A partir do momento em que temos uma compreensão acerca dos mecanismos que facilitam a disseminação de informação falsa (e começamos a ter alguma compreensão), podemos procurar eliminá-los. Levar as pessoas a refletir, eliminar ou dar menor saliência ao número de seguidorxs e aos likes, criar algoritmos que apresentam informação mais diversificada, criar intervenções de literacia digital, etc. No entanto, a verdadeira dificuldade está na diminuição de notícias falsas e da desinformação, sem diminuir o nível de atividade das redes de uma forma geral e sem que isso represente uma forma de censura ou ameaça à liberdade de expressão. Essa é a verdadeira dificuldade.

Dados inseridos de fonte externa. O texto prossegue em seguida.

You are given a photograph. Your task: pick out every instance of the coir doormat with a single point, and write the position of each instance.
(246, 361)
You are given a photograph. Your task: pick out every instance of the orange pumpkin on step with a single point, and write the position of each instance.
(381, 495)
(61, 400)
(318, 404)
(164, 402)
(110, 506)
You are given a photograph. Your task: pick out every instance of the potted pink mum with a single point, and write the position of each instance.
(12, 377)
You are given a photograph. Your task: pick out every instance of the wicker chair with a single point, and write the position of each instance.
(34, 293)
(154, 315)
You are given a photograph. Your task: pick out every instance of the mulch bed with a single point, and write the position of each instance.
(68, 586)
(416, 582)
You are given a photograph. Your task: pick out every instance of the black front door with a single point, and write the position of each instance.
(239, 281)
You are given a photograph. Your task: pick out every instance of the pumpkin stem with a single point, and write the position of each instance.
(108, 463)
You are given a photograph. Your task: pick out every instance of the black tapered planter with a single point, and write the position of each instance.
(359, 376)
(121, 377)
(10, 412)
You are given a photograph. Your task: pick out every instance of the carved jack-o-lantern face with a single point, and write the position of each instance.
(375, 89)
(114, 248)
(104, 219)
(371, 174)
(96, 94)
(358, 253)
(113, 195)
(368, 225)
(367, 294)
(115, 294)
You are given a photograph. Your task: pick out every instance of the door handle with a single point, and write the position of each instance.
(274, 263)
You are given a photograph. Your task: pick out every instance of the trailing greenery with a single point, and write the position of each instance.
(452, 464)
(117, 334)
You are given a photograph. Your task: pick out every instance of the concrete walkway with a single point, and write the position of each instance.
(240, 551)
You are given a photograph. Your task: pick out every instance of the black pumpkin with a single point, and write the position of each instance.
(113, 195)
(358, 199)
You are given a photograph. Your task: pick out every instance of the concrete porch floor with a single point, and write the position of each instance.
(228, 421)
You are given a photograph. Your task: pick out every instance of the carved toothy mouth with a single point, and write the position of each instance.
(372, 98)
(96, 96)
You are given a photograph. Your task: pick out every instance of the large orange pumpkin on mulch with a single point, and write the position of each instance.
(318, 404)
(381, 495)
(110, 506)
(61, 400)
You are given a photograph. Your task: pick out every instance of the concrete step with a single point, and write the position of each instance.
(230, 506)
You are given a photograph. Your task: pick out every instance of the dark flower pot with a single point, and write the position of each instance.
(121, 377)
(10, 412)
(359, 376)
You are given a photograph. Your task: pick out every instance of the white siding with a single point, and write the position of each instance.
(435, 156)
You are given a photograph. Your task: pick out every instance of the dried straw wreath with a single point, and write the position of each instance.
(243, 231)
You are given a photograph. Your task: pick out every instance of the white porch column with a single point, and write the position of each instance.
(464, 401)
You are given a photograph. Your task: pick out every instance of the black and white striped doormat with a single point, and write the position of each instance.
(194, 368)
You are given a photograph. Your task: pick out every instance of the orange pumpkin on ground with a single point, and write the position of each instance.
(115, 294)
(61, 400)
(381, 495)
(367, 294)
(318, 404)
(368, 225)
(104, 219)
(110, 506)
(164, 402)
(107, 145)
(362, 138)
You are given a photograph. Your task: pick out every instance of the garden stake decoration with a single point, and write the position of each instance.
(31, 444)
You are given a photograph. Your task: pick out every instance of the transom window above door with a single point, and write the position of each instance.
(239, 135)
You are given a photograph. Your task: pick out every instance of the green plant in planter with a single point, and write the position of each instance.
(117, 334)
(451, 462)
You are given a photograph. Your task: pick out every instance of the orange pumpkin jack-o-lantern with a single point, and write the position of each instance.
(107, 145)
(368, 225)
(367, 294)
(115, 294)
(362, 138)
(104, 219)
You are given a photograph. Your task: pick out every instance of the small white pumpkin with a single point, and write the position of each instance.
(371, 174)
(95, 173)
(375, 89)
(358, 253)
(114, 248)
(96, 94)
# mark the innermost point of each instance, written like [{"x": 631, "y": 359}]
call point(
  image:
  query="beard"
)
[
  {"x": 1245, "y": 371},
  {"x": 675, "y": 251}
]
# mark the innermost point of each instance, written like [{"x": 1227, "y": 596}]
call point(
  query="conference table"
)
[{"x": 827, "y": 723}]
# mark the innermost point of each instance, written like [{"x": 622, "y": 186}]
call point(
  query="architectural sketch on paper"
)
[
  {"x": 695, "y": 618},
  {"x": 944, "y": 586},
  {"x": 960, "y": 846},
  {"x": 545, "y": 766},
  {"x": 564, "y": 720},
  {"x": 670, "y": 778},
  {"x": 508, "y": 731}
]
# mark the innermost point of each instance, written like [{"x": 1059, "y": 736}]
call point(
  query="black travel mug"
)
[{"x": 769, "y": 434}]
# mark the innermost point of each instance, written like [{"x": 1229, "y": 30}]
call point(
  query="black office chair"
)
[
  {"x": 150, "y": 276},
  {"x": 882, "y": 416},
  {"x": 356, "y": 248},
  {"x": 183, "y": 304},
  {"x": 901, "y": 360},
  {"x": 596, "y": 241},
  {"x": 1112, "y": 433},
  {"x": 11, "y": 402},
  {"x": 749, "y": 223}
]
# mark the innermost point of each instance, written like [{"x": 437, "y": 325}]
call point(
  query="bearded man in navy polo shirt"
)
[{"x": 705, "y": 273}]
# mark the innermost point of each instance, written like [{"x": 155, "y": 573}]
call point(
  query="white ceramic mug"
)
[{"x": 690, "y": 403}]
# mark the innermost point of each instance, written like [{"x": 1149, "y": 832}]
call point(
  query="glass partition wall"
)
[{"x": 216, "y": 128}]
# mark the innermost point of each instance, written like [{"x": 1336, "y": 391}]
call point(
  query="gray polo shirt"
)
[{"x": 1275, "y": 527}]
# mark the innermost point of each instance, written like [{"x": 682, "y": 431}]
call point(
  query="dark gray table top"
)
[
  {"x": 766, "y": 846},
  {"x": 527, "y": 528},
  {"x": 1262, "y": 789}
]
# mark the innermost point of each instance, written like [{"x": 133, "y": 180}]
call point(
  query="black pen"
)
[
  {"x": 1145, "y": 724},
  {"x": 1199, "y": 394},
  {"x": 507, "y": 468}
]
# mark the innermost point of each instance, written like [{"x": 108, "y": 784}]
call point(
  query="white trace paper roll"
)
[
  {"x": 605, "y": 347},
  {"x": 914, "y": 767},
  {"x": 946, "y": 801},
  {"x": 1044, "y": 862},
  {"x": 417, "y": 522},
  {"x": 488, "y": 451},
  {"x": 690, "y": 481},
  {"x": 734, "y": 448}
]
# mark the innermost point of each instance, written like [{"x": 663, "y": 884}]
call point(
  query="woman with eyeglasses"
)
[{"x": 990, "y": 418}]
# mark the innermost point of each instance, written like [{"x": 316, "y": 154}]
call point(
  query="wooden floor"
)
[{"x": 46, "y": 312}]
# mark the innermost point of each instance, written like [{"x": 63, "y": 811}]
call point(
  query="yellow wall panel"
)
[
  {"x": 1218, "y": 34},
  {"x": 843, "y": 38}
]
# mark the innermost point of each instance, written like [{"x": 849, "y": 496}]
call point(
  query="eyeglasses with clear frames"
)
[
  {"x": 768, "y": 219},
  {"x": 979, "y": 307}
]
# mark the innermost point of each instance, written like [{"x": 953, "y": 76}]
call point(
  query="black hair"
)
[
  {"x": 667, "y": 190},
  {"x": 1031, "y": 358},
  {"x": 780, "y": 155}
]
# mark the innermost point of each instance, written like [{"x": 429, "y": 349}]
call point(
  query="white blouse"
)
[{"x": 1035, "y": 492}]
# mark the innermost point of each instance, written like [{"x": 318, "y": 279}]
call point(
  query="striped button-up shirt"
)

Uma parte da solução poderia passar por conseguir identificar notícias falsas de forma automática, através de modelos de machine learning. No entanto, distinguir entre notícias falsas e verdadeiras não é uma tarefa nada fácil para estes modelos. Aliás, não deixa de ser irônico que o GPT-3 tenha uma capacidade excepcional para produzir textos que parecem verdadeiros. Será que se um dia ganhasse consciência o GPT-3 iria julgar os textos que produz como sendo verdadeiros ou falsos? (risos) É uma questão interessante…

Mas é muito importante referir que, embora a disseminação de notícias falsas seja algo que nos deve obviamente preocupar, a percentagem de notícias falsas representa uma percentagem pequena de entre toda a informação a que somos expostos. Além disso, as pessoas têm alguma capacidade de discriminação entre noticias falas e verdadeiras, sobretudo quando param para refletir. É muito importante não passarmos a ideia de que agora tudo é fake news porque isso pode ter consequências extremamente negativas. Por um lado, pode ser explorado como uma arma política de descredibilização dxs outrxs, acusando-os de produção de fake news, por tudo e por nada. Por outro lado, pode levar a uma diluição entre a verdade e a mentira na opinião pública, e as pessoas já não saberem em que é que podem acreditar. Em qualquer dos casos há erosão da confiança, o que é absolutamente pernicioso para o desenvolvimento de qualquer sociedade. Eu aconselho precaução e rigor na forma como se fala deste tópico, para que as nossas curas não acabem, sem querer, por contribuir para a doença.


Leituras Sugeridas

Greifeneder, R., Jaffe, M., Newman, E., & Schwarz, N. (2021). The psychology of fake news: Accepting, sharing, and correcting misinformation (p. 252).

Pennycook, G., & Rand, D. G. (2021). The psychology of fake news. Trends in Cognitive Sciences.

Nota

O uso de “X” para evitar o masculino universal e englobar mais pessoas foi uma edição à entrevista feita pelo Coletivo Humanário.